Background

Streptococcus agalactiae (group B Streptococcus, GBS) is the most frequent pathogen isolated from neonates with invasive bacterial disease and responsible for serious infections in newborns such as pneumonia, septicemia and meningitis [13]. GBS is also associated with significant maternal peripartal disease, including bacteremia, endocarditis, chorioamnionitis, endometritis, urinary tract infections, arthritis, and responsible for serious bacterial illness and deaths in nonpregnant women with underlying diseases and in elderly adults [47]. GBS can also pass through the cervix without causing serious cervicitis, and cross-intact amniotic membrane causing amnionitis thereby infecting the foetus within the uterus [4].

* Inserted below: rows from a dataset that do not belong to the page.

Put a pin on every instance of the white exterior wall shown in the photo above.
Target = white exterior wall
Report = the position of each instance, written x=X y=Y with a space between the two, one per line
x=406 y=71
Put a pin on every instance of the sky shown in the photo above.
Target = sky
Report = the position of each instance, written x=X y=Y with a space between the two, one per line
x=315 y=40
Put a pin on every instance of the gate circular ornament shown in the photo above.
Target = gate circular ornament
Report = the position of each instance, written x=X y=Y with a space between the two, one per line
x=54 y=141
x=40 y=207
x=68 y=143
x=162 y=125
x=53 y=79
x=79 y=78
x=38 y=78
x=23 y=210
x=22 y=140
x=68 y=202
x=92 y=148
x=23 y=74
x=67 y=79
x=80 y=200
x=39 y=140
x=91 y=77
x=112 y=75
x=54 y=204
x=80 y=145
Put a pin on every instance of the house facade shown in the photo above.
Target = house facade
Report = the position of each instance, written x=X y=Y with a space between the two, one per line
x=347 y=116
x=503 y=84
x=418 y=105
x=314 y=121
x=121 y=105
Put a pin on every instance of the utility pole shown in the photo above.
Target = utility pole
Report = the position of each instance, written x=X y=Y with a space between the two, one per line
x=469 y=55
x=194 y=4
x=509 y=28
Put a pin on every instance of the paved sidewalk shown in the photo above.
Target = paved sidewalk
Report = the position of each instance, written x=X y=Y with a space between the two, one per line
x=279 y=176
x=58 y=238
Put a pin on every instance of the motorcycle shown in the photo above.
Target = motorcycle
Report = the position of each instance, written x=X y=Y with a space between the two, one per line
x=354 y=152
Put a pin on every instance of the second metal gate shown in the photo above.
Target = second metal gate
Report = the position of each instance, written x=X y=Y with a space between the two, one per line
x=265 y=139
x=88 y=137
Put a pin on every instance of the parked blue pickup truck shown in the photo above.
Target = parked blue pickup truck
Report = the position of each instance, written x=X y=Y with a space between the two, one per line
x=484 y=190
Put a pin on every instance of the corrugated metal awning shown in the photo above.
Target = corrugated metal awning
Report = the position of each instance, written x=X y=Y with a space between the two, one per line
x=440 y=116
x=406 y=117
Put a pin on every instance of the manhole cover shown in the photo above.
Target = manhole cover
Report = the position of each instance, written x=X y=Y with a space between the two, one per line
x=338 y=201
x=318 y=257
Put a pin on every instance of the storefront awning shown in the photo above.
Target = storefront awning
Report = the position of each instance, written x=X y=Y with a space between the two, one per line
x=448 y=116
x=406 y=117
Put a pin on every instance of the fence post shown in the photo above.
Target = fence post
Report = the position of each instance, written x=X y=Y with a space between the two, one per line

The lower gastrointestinal tract is considered as the most likely human reservoir of GBS) with a secondary spread to the genitourinary tract. Pregnant women who are GBS carriers have the potential to transmit the organism to their newborns [8]. Because vaginal colonization is believed to be responsible for the intrapartum exposure of neonates to GBS, it is important clinically to identify these women before delivery. In the absence of maternal chemoprophylaxis, up to 50 % of neonates born to colonized women acquire GBS colonization and 1–2 % of these neonates acquire invasive disease [9]. The rate of GBS colonization during pregnancy varies among different countries [10]. A review that has specifically looked at the prevalence of maternal colonization with GBS indicated the estimated mean prevalence of GBS colonization was 17.9 % overall and was the highest in Africa (22.4 %) followed by the Americas (19.7 %) and Europe (19.0 %). However, Studies from Southeast Asia had the lowest estimated mean prevalence (11.1 %) [10]. In this review, significant heterogeneity was noted across and within regions. Differences in the timing of specimen collection in pregnancy, selective culture methods, and study sample size did not explain the heterogeneity [10]. In Ethiopia, the study by Muhammed et al. showed that GBS colonization rates (20.6 %) were higher than reported by Lakew et al. (7.2 %) [11, 12].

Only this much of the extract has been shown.